A votação, que ocorreu de forma secreta, registrou 42 votos contrários à indicação e 34 favoráveis. O cenário de incerteza marcou os cinco meses de tramitação do nome de Jorge Messias, período no qual o Planalto estimava contar com o apoio de 45 senadores, enquanto a oposição articulava uma resistência consolidada em torno de 30 votos.
Aliança estratégica entre Alcolumbre e oposição
A derrota do governo foi impulsionada por uma movimentação coordenada entre o presidente do Senado, Davi Alcolumbre, e lideranças da oposição, como o senador Flávio Bolsonaro. A estratégia visou barrar a ascensão de um nome visto como alinhado aos interesses do Poder Executivo dentro da Corte.
Nos bastidores, a atuação de Davi Alcolumbre foi determinante. O senador, que demonstrou insatisfação após ter seu preferido, Rodrigo Pacheco, preterido pelo governo, utilizou sua influência para consolidar a rejeição. O parlamentar tem reiterado que sua postura visa defender as prerrogativas e a autoridade do Senado Federal diante do governo.
O papel dos ministros do STF na articulação
Além da pressão política, a rejeição também é atribuída a uma articulação interna de uma ala de ministros do Supremo. Interlocutores do governo relataram que o grupo buscou impedir que Jorge Messias se tornasse o fiel da balança em votações cruciais, como no caso Master.
O receio de alguns magistrados era que o novo integrante se alinhasse à ala composta por Edson Fachin e André Mendonça. Atualmente, as contas de fontes ligadas ao governo e ao Judiciário indicam um empate técnico, o que tornaria o voto de Messias decisivo em eventuais investigações contra membros da própria Corte.

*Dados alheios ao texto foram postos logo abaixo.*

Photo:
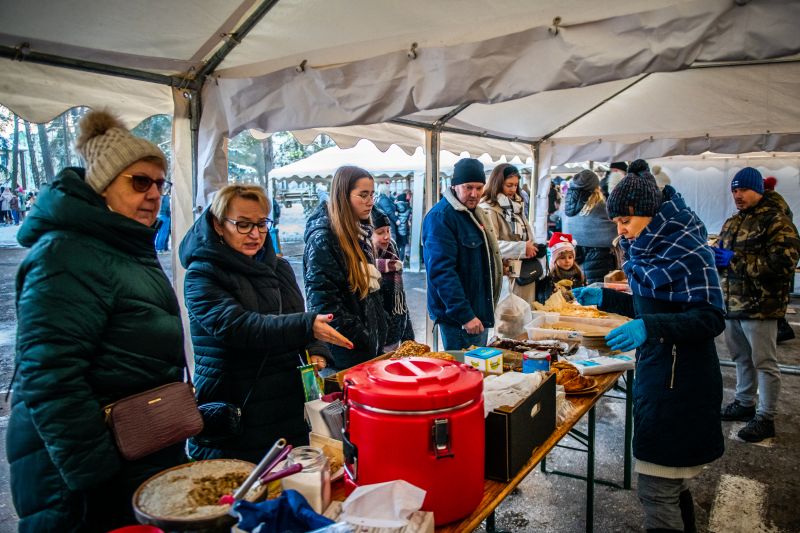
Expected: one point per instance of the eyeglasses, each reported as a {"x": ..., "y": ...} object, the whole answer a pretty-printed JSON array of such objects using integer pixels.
[
  {"x": 245, "y": 226},
  {"x": 367, "y": 197},
  {"x": 142, "y": 183}
]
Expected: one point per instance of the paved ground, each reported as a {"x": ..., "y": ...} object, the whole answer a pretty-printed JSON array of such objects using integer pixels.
[{"x": 753, "y": 488}]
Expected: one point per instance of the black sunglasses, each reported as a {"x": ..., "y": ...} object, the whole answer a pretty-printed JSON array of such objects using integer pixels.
[
  {"x": 142, "y": 183},
  {"x": 245, "y": 226}
]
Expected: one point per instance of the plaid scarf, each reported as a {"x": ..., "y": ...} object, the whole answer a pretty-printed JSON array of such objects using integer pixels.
[
  {"x": 670, "y": 259},
  {"x": 394, "y": 297}
]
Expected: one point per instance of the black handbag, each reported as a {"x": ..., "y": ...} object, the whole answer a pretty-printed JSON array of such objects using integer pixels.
[
  {"x": 531, "y": 268},
  {"x": 223, "y": 420}
]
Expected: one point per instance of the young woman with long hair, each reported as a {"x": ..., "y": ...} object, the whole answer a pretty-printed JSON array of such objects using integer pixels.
[
  {"x": 505, "y": 213},
  {"x": 339, "y": 267}
]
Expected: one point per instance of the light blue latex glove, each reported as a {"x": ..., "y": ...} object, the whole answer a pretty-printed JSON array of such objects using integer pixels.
[
  {"x": 628, "y": 336},
  {"x": 588, "y": 295}
]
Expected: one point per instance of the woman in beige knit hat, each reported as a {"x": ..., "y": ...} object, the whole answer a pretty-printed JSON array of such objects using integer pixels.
[{"x": 98, "y": 321}]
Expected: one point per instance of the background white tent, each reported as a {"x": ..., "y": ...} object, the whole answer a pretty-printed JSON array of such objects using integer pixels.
[
  {"x": 705, "y": 181},
  {"x": 393, "y": 162},
  {"x": 575, "y": 80}
]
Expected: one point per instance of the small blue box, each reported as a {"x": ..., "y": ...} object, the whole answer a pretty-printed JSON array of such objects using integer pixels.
[{"x": 535, "y": 361}]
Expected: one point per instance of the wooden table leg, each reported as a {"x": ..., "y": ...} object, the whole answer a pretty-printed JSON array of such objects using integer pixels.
[{"x": 626, "y": 481}]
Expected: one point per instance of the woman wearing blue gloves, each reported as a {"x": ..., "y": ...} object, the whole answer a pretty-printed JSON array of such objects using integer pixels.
[{"x": 677, "y": 308}]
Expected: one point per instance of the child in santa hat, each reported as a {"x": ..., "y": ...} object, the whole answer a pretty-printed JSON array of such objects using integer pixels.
[{"x": 562, "y": 263}]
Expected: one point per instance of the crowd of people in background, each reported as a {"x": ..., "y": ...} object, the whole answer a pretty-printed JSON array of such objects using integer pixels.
[
  {"x": 250, "y": 325},
  {"x": 14, "y": 205}
]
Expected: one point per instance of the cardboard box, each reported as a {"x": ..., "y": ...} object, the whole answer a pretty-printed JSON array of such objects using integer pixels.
[
  {"x": 487, "y": 360},
  {"x": 512, "y": 433}
]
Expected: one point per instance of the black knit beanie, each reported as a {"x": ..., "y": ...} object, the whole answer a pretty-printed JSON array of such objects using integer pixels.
[
  {"x": 585, "y": 180},
  {"x": 636, "y": 195}
]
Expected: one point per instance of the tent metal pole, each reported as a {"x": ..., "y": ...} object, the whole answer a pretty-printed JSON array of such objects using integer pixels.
[
  {"x": 534, "y": 183},
  {"x": 593, "y": 108},
  {"x": 233, "y": 39},
  {"x": 450, "y": 129},
  {"x": 31, "y": 56},
  {"x": 431, "y": 196},
  {"x": 444, "y": 119},
  {"x": 195, "y": 111}
]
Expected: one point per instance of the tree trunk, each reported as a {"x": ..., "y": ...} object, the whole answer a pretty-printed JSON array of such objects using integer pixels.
[
  {"x": 32, "y": 154},
  {"x": 23, "y": 176},
  {"x": 269, "y": 162},
  {"x": 67, "y": 141},
  {"x": 47, "y": 161},
  {"x": 15, "y": 154}
]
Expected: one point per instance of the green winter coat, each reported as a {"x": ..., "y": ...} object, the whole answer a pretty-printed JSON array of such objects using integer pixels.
[
  {"x": 766, "y": 249},
  {"x": 97, "y": 321}
]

A ofensiva de Flávio Bolsonaro e o Centrão
O esforço para derrubar a indicação contou com a participação ativa de Flávio Bolsonaro e do líder da oposição, Rogério Marinho. O grupo realizou reuniões reservadas com diversos parlamentares, focando especialmente em integrantes do Centrão para garantir a maioria necessária contra o governo.
Durante encontros com o bloco Vanguarda, Flávio Bolsonaro argumentou que a nomeação de Jorge Messias ampliaria a politização do STF. O parlamentar classificou o advogado-geral como um nome de perfil ideológico estritamente ligado ao PT, reforçando a tese de que ele manteria alinhamento direto com o presidente Luiz Inácio Lula da Silva caso fosse aprovado.